Though not technically shellfish, sea urchins have spherical shells covered in movable spines. Their shell is called a test and is made up of fused plates. Sea urchins use their tube feet to move along the ocean floor and feed on algae, mussels and more. The spines on their shell help deter predators.
Abalone are large edible sea snails with oval-shaped shells. Their thick, dome-shaped shells are lined with iridescent mother-of-pearl and have a small opening. Abalone cling to rocky surfaces near kelp beds. Their broad muscular foot allows them to hang on tightly when waves crash over them.

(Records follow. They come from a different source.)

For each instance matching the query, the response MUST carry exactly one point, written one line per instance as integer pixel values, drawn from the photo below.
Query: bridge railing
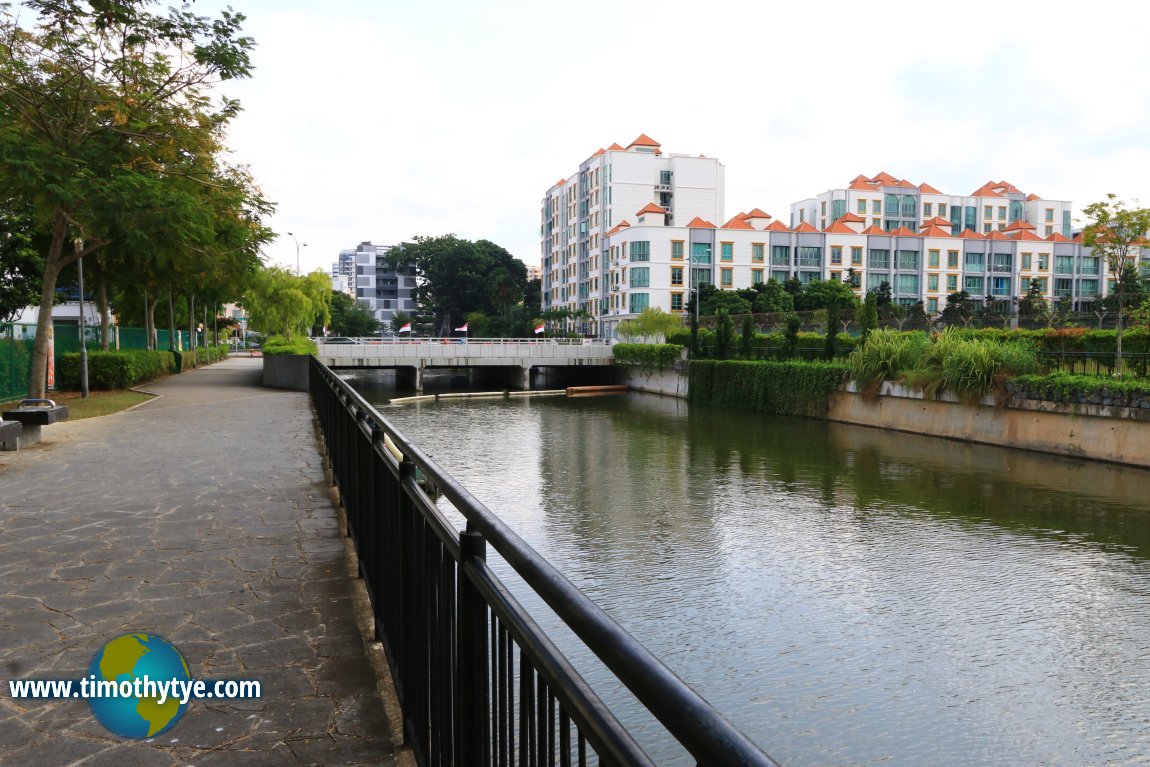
(478, 682)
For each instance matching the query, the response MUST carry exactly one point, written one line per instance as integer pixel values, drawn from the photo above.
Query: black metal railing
(478, 681)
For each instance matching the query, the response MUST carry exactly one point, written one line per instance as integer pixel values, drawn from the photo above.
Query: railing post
(473, 692)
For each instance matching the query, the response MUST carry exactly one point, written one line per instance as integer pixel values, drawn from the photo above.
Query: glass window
(879, 260)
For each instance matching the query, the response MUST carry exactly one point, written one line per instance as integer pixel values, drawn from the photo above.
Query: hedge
(112, 370)
(649, 355)
(791, 388)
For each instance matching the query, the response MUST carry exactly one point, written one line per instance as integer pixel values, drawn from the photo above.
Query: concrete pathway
(201, 516)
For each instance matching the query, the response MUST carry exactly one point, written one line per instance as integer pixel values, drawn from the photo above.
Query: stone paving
(202, 516)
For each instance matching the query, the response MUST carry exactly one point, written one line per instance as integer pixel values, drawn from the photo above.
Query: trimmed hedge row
(791, 388)
(110, 370)
(649, 355)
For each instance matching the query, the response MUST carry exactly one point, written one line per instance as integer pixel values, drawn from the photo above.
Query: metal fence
(480, 683)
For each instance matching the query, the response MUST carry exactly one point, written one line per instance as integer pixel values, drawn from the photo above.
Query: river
(845, 596)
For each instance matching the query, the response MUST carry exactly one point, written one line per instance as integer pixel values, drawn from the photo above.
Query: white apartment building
(365, 274)
(613, 186)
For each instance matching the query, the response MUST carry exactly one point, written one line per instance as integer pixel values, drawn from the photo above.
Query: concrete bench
(29, 416)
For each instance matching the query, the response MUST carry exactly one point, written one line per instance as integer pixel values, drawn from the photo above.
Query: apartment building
(615, 185)
(365, 274)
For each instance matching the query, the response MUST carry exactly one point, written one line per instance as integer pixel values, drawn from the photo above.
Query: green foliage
(282, 345)
(790, 388)
(648, 355)
(112, 370)
(350, 317)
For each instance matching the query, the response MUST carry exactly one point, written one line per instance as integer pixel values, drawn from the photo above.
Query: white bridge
(518, 357)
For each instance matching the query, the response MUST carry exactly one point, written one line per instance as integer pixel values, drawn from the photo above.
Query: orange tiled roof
(736, 223)
(644, 140)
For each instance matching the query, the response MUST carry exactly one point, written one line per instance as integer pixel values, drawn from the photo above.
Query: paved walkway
(201, 516)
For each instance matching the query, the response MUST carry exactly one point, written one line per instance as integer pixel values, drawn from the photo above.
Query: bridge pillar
(409, 377)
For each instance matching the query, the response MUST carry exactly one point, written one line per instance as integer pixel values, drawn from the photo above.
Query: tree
(105, 122)
(773, 298)
(1117, 234)
(350, 317)
(457, 276)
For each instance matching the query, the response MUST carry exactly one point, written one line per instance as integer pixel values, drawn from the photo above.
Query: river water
(845, 596)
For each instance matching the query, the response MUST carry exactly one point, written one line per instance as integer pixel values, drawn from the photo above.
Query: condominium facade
(365, 274)
(606, 190)
(924, 243)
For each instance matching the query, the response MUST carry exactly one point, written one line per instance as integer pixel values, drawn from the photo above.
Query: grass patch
(99, 403)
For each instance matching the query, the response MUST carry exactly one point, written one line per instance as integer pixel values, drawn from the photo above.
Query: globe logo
(124, 660)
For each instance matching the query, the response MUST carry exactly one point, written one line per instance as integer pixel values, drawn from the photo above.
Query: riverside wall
(1119, 435)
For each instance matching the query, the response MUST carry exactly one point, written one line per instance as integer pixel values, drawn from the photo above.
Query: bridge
(514, 357)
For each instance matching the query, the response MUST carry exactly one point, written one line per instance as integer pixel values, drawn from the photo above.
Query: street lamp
(78, 243)
(297, 251)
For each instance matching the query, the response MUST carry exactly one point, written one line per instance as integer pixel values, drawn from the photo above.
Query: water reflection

Conchs are large sea snails with heavy spiral shells. Their whorled shells protect their soft bodies. Conchs use a long extendable proboscis to catch prey and defend themselves. Some inhabit sandy areas while others live among coral reefs. Conch shells were historically used as trumpets or decorative objects.
Snails are mollusks with a large, spiraled shell that covers their soft, slimy bodies. There are sea snail species as well as freshwater and land snails. Marine snails graze on algae, plants and debris in tidal areas and shallow waters. Their coiled shells come in different shapes, sizes and colors. Escargot are a popular culinary snail species that have been eaten since ancient times. Snails are low in fat and high in vitamins and minerals.
Limpets are mollusks that have a simple conical shell. Their sturdy shell protects their soft body. Limpets cling tightly to intertidal rocks so they are not swept away by waves and tides. Cellana and acetabularia are two genera of limpets that are eaten. Limpets are boiled, fried or pickled and have a savory, salty flavor and a chewy consistency. They are a source of protein, minerals and antioxidants.